Tools are literally function calls with extra steps. MCPs are interpreters of those function calls.

Same stuff, different name - only thing that's changed is that Anthropic got people to agree on RPC protocol.

It's not like it's a new idea, either. MCP isn't much different from SOAP or DCOM - but it works where the older approaches didn't, because LLMs are able to understand API definitions and natural-language documentation, and then map between those APIs (and user input) on the fly.

brazukadev a day ago | parent [-]

> MCPs are interpreters of those function calls.
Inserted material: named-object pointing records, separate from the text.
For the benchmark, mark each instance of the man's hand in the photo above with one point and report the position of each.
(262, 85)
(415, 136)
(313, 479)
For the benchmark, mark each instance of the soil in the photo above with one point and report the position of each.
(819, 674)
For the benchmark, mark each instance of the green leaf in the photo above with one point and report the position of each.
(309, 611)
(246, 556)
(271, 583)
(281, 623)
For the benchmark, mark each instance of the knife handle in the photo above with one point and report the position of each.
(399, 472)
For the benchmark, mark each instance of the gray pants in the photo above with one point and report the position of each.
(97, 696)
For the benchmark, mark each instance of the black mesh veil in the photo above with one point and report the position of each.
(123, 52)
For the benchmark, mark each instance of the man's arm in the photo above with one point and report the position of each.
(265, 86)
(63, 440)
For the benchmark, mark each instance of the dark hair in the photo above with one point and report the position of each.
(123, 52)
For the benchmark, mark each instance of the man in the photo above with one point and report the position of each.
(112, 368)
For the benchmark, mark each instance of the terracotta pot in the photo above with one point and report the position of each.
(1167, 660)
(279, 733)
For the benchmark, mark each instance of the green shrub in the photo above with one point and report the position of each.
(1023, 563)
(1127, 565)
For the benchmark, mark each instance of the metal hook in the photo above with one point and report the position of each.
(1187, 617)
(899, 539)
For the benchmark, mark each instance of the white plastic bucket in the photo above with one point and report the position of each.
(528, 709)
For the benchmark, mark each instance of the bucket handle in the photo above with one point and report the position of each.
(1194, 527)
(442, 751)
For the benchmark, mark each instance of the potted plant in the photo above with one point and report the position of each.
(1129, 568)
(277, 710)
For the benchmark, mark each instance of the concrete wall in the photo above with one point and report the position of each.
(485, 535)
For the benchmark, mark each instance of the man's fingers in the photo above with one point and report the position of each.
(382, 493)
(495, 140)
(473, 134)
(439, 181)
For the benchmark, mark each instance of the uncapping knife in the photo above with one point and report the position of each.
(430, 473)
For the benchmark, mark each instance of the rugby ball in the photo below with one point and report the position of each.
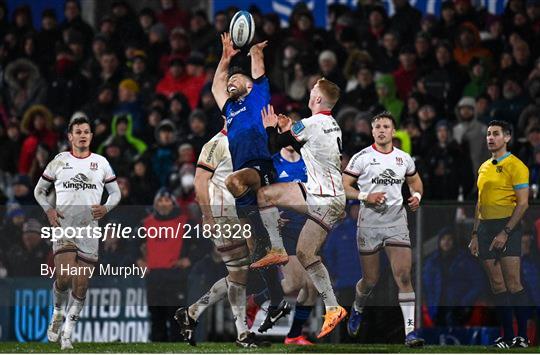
(242, 28)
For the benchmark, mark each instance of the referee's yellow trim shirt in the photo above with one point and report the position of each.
(497, 184)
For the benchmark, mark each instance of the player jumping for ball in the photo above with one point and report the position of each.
(241, 99)
(322, 198)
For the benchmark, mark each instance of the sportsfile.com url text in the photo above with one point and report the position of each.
(114, 230)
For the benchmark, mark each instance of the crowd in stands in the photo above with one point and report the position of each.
(144, 79)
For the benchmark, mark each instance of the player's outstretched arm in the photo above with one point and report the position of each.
(257, 59)
(98, 211)
(219, 85)
(40, 194)
(417, 190)
(201, 183)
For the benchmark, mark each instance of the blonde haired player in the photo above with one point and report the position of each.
(79, 177)
(321, 198)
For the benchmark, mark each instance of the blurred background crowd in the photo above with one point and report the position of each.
(143, 76)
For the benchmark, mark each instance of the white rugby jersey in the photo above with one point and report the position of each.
(78, 184)
(321, 151)
(381, 172)
(216, 158)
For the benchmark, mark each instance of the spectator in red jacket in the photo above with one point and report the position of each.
(37, 125)
(178, 79)
(168, 265)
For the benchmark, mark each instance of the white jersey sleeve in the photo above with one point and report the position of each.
(215, 157)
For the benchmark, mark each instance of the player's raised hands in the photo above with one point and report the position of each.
(270, 119)
(98, 211)
(54, 217)
(257, 48)
(414, 203)
(228, 47)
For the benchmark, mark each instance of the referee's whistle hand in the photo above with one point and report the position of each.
(498, 242)
(473, 246)
(414, 203)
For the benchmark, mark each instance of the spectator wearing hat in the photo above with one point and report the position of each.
(386, 57)
(201, 34)
(11, 149)
(68, 89)
(73, 21)
(425, 60)
(130, 104)
(25, 258)
(328, 68)
(101, 110)
(364, 96)
(479, 75)
(513, 102)
(172, 16)
(446, 81)
(405, 75)
(447, 25)
(468, 45)
(386, 90)
(37, 125)
(162, 155)
(127, 26)
(449, 168)
(141, 74)
(470, 133)
(111, 72)
(12, 225)
(122, 135)
(147, 18)
(168, 261)
(24, 86)
(48, 37)
(406, 20)
(179, 48)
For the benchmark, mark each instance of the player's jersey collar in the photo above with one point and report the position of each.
(327, 113)
(74, 156)
(375, 148)
(504, 156)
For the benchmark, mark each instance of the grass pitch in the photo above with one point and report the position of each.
(232, 348)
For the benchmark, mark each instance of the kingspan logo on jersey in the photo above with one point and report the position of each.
(387, 177)
(79, 182)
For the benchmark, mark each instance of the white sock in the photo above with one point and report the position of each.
(237, 299)
(270, 218)
(406, 302)
(321, 280)
(216, 292)
(75, 306)
(360, 299)
(60, 299)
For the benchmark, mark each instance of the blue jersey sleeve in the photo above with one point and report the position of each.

No, tool calls are just one of many MCP parts. People thinking MCP = SOAP or DCOM or JSON-RPC or OpenAPI didn't stop 20 minutes to read and understand MCP.

Tool calls is 20% of MCP, at maximum. And a good amount of it is dynamically generating the tool list exposed to LLMs. But lots of people here think MCP === give the model 50 tools to choose from

simonw a day ago | parent [-]

"Tool calls is 20% of MCP, at maximum"

What else is there? I know about resources and prompts but I've seen almost no evidence of people actually using them, as far as I can tell tools are 90% of the usage of MCP, if not more.

brazukadev a day ago | parent [-]

It is funny most people discussing here does not understand MCP at all. Besides tools, MCP has resources, prompts, sampling, elicitation, roots and each one of them is useful when creating apps connected to LLMs. MCP is not only about MCP Servers, the host/client part is as important as the servers/tools. For example, nowadays most LLM clients are chatbots, but an MCP client could be a chess game or a project management app.

> I know about resources and prompts but I've seen almost no evidence of people actually using them

these are features that MCP clients should implement and unfortunately, most of them still don't. The same for elicitation and sampling. Prompts, for example, are mostly useful when you use sampling, then you can create an agent from an MCP server.

tptacek a day ago | parent [-]

What can I do with MCP that I can't do with the function calling interface in the OpenAI Responses API? Besides, obviously, grafting function calls into agents I didn't write; we all understand that's the value prop of MCP. But you're suggesting it's more than that. Fill in the blanks for us.

didibus 9 hours ago | parent | next [-]

The MCP can expose a list of tools, but also a list of prompt templates, a list of resources, it can ask the client to run something through the LLM (called sampling), and it can provide rules for when to follow up with questions.

But you can do all that yourself if you're building your own agent and directly calling a model. But if you want to be able to provide behavior to any agent, that's where MCP comes in.

brazukadev 16 hours ago | parent | prev [-]

The LLM can only use MCP tools, but the Client you use the model can access resources, prompts, elicitation and sampling, which are tools to help with querying the model. So one MCP server that implements some or all these features can act as an agent for the LLM dispatching tasks IF the client is also an MCP host/client.

ming030890 15 hours ago | parent [-]

But most of these can really be just a tool.

For example, A resource can be just a getter tool, like getFile.

didibus 9 hours ago | parent | next [-]

Resources could be a tool like list resources, but exposing them as resources means in the client you can show the user the list of resources, and the client can choose to include their descriptions in the context without the model choosing to do so for example.

tptacek 14 hours ago | parent | prev | next [-]

Right. My understanding of these APIs and model capabilities is imperfect, but at the level I interact with them at, there are only two things: prompts (more broadly: context chunks) and tool calls. I don't see how MCP could meaningfully expand that; it seems like anything I could do with MCP, I could do with context chunks and tool calls --- perhaps better, because I'd have finer-grained control of both security and of context management.

brazukadev 11 hours ago | parent | prev [-]

MCP is a protocol, a proposal on standardizing how to do things so we can reuse tools. Whatever thing you want to do with MCP you can do without MCP, that is obvious. But when lots of people agree to write and consume using the same protocol there is a big productivity rise.